Budda Baker is sitting right there —- has there even been a question about the fire in his gut?

One of the wisest teaching strategies is to teach to the cream of the crop in the room with the hope and belief that if you do, the less engaged students will be inspired to “join the crowd.”

“So, everyone’s on time, everyone’s got fire in their gut.”

The tone in which JG made this assumption after asking the questions was lame. It sounded whiny and completely anti-climactic.

But, here comes the best move of the speech:

“How you go about your day is going to be critical for our success as a team. On a daily basis, to become the best player that you can be so we can be the best team that we want to be.”

This was said with perfect articulation and with emphatic inflection.

“Winning behavior is winning behavior.”

Sounds like a Yogi Berra-ism.

“Don’t show up late, because I’m fining you. because you are not putting yourself behind the team, you are putting yourself in front of the team if you do that and it’s bullsh^^. Because your buddies are counting on you. You understand? Jeff’s (Rodgers) is counting on you. Nick’s (Rallis) counting on you. I’m counting on you. Hump (DJ) is counting on you —- to do the right f’n thing —- so do the right f’n thing.”

Amen.

Sounds like the exact same speech that JJ Watt gave the team on the practice field before the Broncos’ game in Week 14 (captured by HBO’s Hard Knox In-Season) following a week in which both Kyler Murray and Hollywood Brown were late to meetings.

Good for JG to keep resounding the importance of players being on time and ultimately for being accountable for “how they go about their days.”

“Or we’re going to get waxed. Understand?”

Ugh.

“Truthfully, if you said, ‘hey JG’ what do you want your team to look like?’ I want them to be killers. Truthfully, silent killers. Killers. Okay? So be who you are. Just understand, I’m looking for fu—ing killers.”

When JG was introduced as the Cardinals’ new head coach, he iterated how he wants his players to be “vi-o-lent.”

This type of rhetoric is excessive, and, tainted by a regrettably misguided choice of words.

Football is a game.

It is not war.

Yes, football is one of the ultimate contact sports.

But, in an age where our city streets are being ravaged by violent flash mobs, where our schools, malls and churches are being terrorized and besieged by mass murderers, where too many homes are being destroyed by insidious acts of domestic violence —- while there is the scourge of devastating carnage going on every minute in Ukraine —-

To urge NFL players to be “violent fu—ing killers” is egregious —- because it is obtusely insensitive.

Sure, we all understand how amped up football coaches and players get and how it takes a certain level of adrenaline and urgency to play the game at a high level of intensity.

But, there is also a vital importance for coaches and players to be role models, particularly for today’s youths, many of whom need proper guidance and a functional sense of decorum.

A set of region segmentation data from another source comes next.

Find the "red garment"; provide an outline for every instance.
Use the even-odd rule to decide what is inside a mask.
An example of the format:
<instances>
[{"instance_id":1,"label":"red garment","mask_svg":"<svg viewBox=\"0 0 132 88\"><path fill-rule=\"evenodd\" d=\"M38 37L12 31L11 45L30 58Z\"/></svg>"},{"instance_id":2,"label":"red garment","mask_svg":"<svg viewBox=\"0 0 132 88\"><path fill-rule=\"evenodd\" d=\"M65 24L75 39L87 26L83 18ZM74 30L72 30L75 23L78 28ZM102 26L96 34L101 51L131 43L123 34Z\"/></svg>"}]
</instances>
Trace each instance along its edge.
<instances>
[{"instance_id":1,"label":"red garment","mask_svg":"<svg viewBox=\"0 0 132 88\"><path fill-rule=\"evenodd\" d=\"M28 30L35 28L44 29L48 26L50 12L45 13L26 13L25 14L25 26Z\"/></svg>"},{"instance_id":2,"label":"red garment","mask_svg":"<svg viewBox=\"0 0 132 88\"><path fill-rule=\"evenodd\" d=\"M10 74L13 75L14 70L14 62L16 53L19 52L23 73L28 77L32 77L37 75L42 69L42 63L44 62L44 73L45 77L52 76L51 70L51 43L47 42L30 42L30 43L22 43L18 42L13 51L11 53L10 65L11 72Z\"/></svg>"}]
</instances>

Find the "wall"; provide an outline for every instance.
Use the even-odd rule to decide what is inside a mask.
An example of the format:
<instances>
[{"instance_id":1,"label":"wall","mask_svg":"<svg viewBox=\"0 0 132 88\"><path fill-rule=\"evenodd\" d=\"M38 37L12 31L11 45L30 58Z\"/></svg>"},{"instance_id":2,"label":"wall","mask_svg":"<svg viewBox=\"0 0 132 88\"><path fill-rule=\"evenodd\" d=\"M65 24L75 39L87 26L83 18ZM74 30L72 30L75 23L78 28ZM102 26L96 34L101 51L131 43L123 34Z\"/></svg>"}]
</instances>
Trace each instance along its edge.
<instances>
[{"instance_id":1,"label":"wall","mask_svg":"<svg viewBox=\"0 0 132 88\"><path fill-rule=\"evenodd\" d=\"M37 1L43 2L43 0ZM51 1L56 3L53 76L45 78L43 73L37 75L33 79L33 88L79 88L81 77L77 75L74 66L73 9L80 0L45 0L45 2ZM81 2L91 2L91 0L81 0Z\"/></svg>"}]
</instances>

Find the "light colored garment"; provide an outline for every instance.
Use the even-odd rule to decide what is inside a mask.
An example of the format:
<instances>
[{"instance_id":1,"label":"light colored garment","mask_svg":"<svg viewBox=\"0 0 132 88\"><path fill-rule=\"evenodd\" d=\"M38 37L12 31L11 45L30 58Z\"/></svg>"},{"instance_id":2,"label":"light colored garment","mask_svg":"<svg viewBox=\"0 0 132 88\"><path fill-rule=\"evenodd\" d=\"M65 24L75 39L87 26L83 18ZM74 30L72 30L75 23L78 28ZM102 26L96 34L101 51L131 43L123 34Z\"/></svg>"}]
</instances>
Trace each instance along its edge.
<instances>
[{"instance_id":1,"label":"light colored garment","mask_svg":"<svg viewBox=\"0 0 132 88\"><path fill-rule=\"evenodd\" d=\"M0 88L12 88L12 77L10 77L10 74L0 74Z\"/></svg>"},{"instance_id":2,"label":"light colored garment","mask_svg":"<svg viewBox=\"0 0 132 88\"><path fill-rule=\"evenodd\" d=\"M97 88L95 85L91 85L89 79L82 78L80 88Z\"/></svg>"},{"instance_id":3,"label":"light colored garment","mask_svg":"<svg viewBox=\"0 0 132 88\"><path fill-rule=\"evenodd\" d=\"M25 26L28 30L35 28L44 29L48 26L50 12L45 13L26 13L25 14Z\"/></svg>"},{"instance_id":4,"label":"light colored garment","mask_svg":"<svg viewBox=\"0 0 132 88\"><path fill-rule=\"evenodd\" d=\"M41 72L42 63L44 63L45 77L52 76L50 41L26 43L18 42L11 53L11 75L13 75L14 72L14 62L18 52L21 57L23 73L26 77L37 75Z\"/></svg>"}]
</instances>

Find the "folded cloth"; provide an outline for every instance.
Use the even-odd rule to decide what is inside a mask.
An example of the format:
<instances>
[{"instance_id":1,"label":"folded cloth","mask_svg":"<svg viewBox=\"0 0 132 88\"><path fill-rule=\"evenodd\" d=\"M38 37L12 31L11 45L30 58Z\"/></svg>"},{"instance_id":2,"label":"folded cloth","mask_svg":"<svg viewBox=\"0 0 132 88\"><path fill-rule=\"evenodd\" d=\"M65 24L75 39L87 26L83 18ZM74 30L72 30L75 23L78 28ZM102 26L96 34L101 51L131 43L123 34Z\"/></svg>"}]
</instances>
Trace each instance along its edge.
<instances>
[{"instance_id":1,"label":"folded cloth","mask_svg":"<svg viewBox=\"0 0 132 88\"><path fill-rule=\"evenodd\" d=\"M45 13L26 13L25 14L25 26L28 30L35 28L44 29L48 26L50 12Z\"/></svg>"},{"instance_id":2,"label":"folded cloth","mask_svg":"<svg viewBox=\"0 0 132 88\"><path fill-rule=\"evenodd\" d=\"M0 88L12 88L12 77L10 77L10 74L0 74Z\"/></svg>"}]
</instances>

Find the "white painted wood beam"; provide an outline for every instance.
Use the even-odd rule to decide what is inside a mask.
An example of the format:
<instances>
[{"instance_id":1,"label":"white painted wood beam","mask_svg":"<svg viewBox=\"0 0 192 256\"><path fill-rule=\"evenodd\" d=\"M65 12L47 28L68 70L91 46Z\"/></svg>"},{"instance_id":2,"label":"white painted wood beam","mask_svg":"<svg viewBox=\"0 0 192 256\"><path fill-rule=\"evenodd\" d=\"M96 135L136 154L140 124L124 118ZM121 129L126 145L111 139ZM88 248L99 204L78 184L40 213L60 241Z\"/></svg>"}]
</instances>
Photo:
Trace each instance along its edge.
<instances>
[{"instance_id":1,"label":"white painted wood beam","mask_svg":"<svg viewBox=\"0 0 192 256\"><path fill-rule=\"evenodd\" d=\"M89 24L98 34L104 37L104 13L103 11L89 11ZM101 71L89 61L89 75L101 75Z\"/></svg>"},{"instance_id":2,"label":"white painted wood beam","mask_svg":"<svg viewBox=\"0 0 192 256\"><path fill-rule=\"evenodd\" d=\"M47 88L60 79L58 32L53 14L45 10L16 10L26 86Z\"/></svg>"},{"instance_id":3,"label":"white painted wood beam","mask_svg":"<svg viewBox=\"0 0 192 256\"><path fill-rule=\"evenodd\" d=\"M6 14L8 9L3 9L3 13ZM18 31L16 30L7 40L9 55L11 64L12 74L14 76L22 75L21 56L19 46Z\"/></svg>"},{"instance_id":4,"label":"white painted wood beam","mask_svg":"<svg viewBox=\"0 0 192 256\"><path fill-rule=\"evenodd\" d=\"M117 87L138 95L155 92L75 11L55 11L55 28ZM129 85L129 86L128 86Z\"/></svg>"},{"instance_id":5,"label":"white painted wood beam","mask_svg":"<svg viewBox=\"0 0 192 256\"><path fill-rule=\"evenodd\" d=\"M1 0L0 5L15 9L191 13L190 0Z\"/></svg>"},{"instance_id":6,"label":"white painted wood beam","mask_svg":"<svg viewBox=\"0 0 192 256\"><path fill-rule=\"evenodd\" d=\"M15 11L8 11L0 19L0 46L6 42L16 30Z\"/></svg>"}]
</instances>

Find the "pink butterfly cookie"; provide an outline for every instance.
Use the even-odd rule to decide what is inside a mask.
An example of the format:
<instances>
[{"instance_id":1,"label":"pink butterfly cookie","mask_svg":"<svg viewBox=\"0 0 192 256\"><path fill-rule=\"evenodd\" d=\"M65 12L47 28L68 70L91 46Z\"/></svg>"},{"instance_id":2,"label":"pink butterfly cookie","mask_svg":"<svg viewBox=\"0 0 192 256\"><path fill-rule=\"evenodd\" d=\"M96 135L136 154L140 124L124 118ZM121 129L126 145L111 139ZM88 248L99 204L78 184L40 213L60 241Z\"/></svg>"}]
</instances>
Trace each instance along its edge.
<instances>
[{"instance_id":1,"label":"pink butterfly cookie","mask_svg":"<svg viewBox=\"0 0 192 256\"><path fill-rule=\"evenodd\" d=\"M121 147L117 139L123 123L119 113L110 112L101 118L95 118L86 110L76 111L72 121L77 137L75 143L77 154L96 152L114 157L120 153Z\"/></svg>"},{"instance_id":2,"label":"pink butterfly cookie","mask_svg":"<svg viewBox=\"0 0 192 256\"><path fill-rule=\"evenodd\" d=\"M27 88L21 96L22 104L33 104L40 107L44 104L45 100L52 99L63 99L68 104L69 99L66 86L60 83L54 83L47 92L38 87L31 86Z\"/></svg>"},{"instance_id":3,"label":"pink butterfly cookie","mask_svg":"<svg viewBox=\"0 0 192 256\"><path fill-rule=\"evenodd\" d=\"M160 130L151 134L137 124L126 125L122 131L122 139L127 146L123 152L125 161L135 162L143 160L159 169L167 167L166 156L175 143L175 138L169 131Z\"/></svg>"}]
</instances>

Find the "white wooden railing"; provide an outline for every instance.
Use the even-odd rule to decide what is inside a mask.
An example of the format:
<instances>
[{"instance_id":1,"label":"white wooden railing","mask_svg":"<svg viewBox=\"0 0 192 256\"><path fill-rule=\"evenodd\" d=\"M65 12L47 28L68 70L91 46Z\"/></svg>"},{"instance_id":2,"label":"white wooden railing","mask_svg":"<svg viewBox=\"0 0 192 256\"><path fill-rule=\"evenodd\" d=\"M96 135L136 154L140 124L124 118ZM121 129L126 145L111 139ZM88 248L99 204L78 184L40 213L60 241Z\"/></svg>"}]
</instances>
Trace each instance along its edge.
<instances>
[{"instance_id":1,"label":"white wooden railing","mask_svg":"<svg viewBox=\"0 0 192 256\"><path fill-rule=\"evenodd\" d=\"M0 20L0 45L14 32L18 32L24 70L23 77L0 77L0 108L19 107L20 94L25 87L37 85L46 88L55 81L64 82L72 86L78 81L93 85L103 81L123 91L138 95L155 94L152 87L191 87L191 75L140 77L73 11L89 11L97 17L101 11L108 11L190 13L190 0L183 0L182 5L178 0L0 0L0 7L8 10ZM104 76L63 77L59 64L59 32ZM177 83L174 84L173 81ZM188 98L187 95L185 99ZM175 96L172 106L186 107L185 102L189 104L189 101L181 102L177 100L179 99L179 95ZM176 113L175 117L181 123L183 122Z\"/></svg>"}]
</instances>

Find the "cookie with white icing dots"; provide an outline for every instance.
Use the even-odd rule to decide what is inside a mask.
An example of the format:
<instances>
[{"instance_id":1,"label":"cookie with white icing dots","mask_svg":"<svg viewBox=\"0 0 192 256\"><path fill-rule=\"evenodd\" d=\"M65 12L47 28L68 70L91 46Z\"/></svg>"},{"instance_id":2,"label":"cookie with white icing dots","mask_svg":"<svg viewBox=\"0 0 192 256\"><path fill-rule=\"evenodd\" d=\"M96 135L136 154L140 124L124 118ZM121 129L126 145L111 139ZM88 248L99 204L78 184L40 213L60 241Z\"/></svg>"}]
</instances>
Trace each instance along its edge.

This Flight Plan video on YouTube is being viewed by a plethora of young fans.

Put it this way —- there is a reason why the NFL has banned the “cut-throat” swipe celebration.

For the same reason, coaches should not be invoking words like “violence” and “killers.”

If JG were simply to swap “aggressive” for the word “violent” and “ballers” for the word “killers”, his message for his players would be more appropriate and even more effective.

In one of the later segments filmed in JG’s office, he alluded to being educated in the Jesuit tradition where “service to others” is the raison d’etre.

The best of what I have seen from JG thus far is his passion for teaching and the energy and stentorian voice he brings to helping his players grow and develop —- both within the pro football profession and as men. That’s where his background in Jesuit education appears to be most working profoundly.

The point is —- the proof of how well JG and his young staff will fare —- given this extraordinarily challenging opportunity to try to make the woeful Arizona Cardinals relevant and worthy of respect—- will be in how well and effectively JG and his young staff can teach and develop the players.

Therefore, JG should take his own advice that he gave the players—- “So be who you are.”

Keep bringing the energy, the love of the game and the passion for teaching —- and let the ensuing actions speak for themselves.